Doch das war nur eine kleine Irritation. Ansonsten vermied der FDP-Chef alles, was seine Auftritte bisweilen so unerträglich macht: das Schrille, Maßlose, Gereizte und die sich prinzipiell an die gesamte Milchstraße richtenden Ordnungsrufe. Westerwelle trat auf, als hätte er zuvor eine Familienpackung Baldrian eingeworfen, um sich herunter zu pegeln. Ganz Staatsmann, seriös und halbwegs gelassen. Was, angesichts von Umfragewerten von vier Prozent für die FDP und seinem eigenen dramatischen Autoritätsverlust, ein überraschendes Beispiel von Beherrschtheit war. Keine Sorge, Angie - ich kann auch normal, wollte er der in Südtirol wandernden Kanzlerin offenbar zurufen.

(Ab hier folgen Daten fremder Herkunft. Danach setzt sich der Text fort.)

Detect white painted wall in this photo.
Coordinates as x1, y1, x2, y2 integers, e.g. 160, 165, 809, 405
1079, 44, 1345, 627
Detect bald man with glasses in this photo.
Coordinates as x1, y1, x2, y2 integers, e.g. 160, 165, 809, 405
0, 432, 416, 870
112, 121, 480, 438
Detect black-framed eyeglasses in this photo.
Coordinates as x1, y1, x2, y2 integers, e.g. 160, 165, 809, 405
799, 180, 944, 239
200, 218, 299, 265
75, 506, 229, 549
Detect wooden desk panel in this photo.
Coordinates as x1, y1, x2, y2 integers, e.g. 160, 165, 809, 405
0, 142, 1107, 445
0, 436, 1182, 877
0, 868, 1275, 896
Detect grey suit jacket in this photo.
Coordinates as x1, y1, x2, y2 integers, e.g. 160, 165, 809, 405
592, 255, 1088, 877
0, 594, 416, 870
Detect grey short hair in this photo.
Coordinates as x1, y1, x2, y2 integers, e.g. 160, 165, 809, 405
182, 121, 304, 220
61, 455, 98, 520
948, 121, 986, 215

Die Frage nach dem Parteivorsitz
Entgegen der hektisch verbreiteten Agenturmeldungen, die Entscheidungskraft und klare politische Positionierung signalisieren, vermied Westerwelle in weiten Teilen jede konkrete Festlegung. Beim Reizthema Hartz IV wollte er nicht sagen, ob er eine Kopplung der Sätze an die Nettogehälter und die Inflation für richtig hält. In Sachen Wehrpflicht ließ er sich nicht auf das Ziel festlegen, die Bundeswehr in eine Berufsarmee umzuwandeln. Beim Thema Atomkraft benutzte er die gängige Formel von der "Brückentechnologie", ohne die geplante Verlängerung der Laufzeiten zu quantifizieren. Selbst bei der Rentengarantie, die sein Parteifreund, Wirtschaftsminister Rainer Brüderle, jüngst in Frage gestellt hatte, wich Westerwelle aus. Es gäbe keinen Beschluss für eine Änderung, es sei aber klug, darüber zu diskutieren, sagte er im besten Diplomatensprech.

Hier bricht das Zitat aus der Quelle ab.